My Sons Played Football. I Wish We’d Started With Flag
The Evolution of Football and the Importance of Brain Health
For years, I spent countless Friday nights at Mercer Stadium in Missouri City watching my sons play high school football. Later, I would be at Darrell K Royal-Texas Memorial Stadium in Austin and Amon G. Carter Stadium in Fort Worth on Saturdays. I was the dad who never missed a game, believing that football taught discipline, teamwork, and character.
However, if I could go back in time with the knowledge I have now about brain health, I would have encouraged my boys to try flag football until high school. Even then, I would have demanded strict limits on contact practices.
What changed my mind wasn’t the dramatic helmet-to-helmet collisions you see on highlight reels or even a ground hit to the head like the one that recently put Longhorns quarterback Arch Manning in concussion protocol. It was learning about the thousands of smaller hits that occur during every practice and game. These smaller impacts don’t always cause obvious symptoms but may be rewiring young brains in ways we’re only beginning to understand.
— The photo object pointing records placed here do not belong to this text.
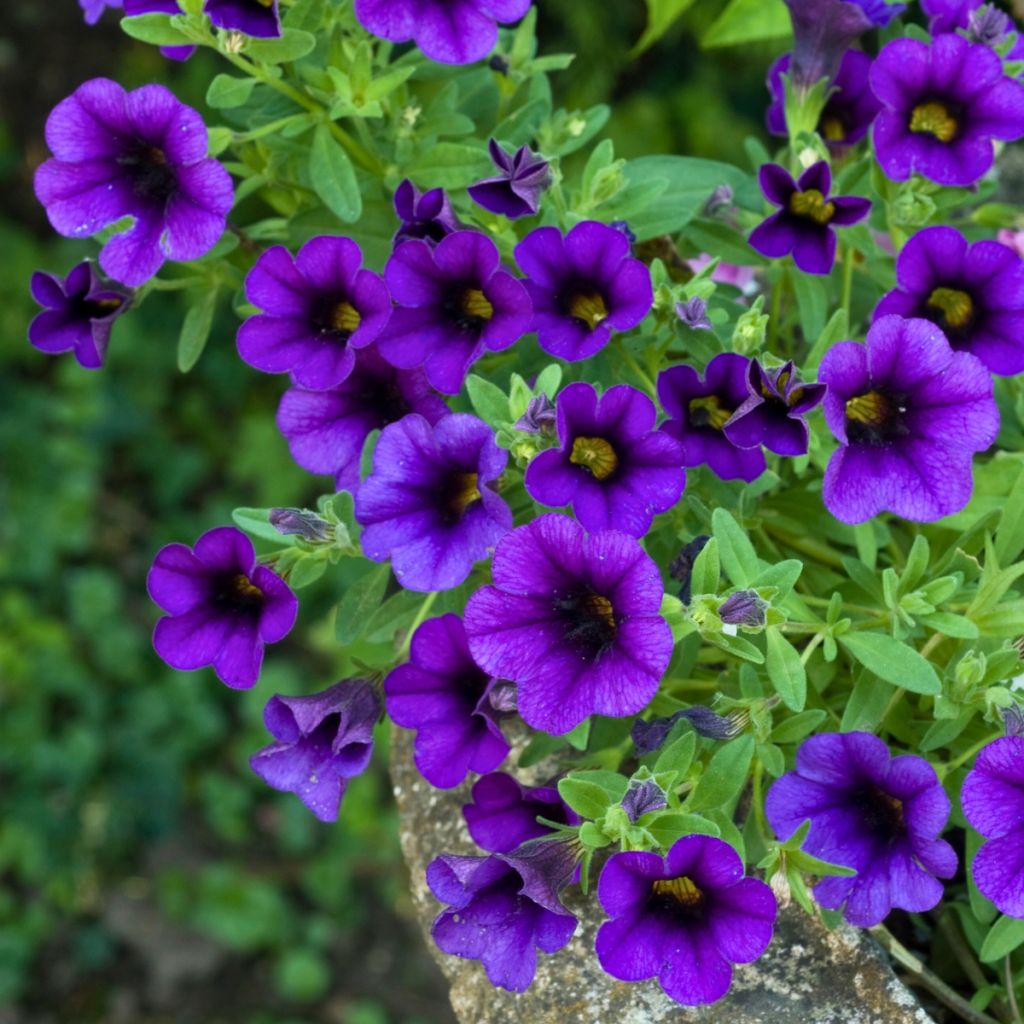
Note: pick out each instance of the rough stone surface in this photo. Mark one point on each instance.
(808, 976)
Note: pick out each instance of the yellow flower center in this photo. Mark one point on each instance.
(596, 455)
(812, 205)
(934, 119)
(954, 305)
(708, 412)
(683, 891)
(589, 307)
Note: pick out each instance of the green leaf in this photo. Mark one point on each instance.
(360, 600)
(196, 330)
(785, 670)
(660, 14)
(893, 662)
(748, 22)
(738, 557)
(333, 176)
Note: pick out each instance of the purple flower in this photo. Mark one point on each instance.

The research is clear: it’s not just the big hits that matter, but the accumulation of repetitive head impacts over time.
Understanding the Science Behind Head Injuries
The science tells a sobering story. Research published in Annals of Neurology found that the odds of developing chronic traumatic encephalopathy (CTE) roughly double every 2.6 years of play. Another study showed that while starting football young doesn’t necessarily increase CTE severity, it’s linked to symptoms appearing about 2.5 years earlier for each year of youth play. This means those who started playing before age 12 may experience problems roughly 13 years sooner than those who wait.
That said, the evidence isn’t entirely one-sided. A study of hundreds of former University of Notre Dame football players found that while they reported more headaches and cognitive complaints, they actually had lower all-cause mortality than the general population. This highlights that this research is still evolving and complex.
Texas’s Steps Toward Safer Football
Texas has already taken important steps on concussion response. The state requires concussion oversight and return-to-play rules under Natasha’s Law (House Bill 2038, which passed in 2011). This law requires doctors to lead Concussion Oversight Teams and use proven methods to handle diagnosed concussions.
We should build on that foundation by emphasizing prevention. One way to do this is to make flag football a UIL varsity sport in all high schools for boys and girls. This would mean official seasons, district championships, and state tournaments, giving flag the same recognition and resources as other varsity sports. Schools could offer flag as a legitimate varsity pathway alongside tackle, creating real choices for student-athletes.
With flag football headed to the 2028 Olympics in Los Angeles, there’s even a new elite pathway for those interested in pursuing the sport professionally.
What Can Families and Schools Do Now?
So what can families and schools do right now? Choose flag before high school. If your teen opts for tackle later, treat contact like a budget—fewer full-speed practices, safer technique, and clear limits from Mondays through Thursdays. Ask programs to publish their contact policies and track head-impact exposure, not just concussions. Make sure that qualified medical professionals—not game-day emotion—guide return-to-play decisions, as Natasha’s Law requires.
I’m not anti-football. I’m pro-kid. The sport my sons love can evolve without losing what makes it special. We can keep the mentorship, teamwork, and joy, but we can cut the exposure that carries long-term costs for families.
Football’s future in Texas can be both safer and stronger—if we evolve with the science.
Setting a New Standard for Youth Sports
Let’s set a new standard: Play flag until high school, and when tackle begins, manage contact with the same seriousness we bring to grades, nutrition, and sleep. Our children’s minds are too precious to gamble with, no matter how much we love Friday night lights.
Jim Scarborough is a Houston father of two former football players, including son Mike Scarborough, who played with the Tennessee Titans in the 2000 pre-season until he was sidelined by a broken hand.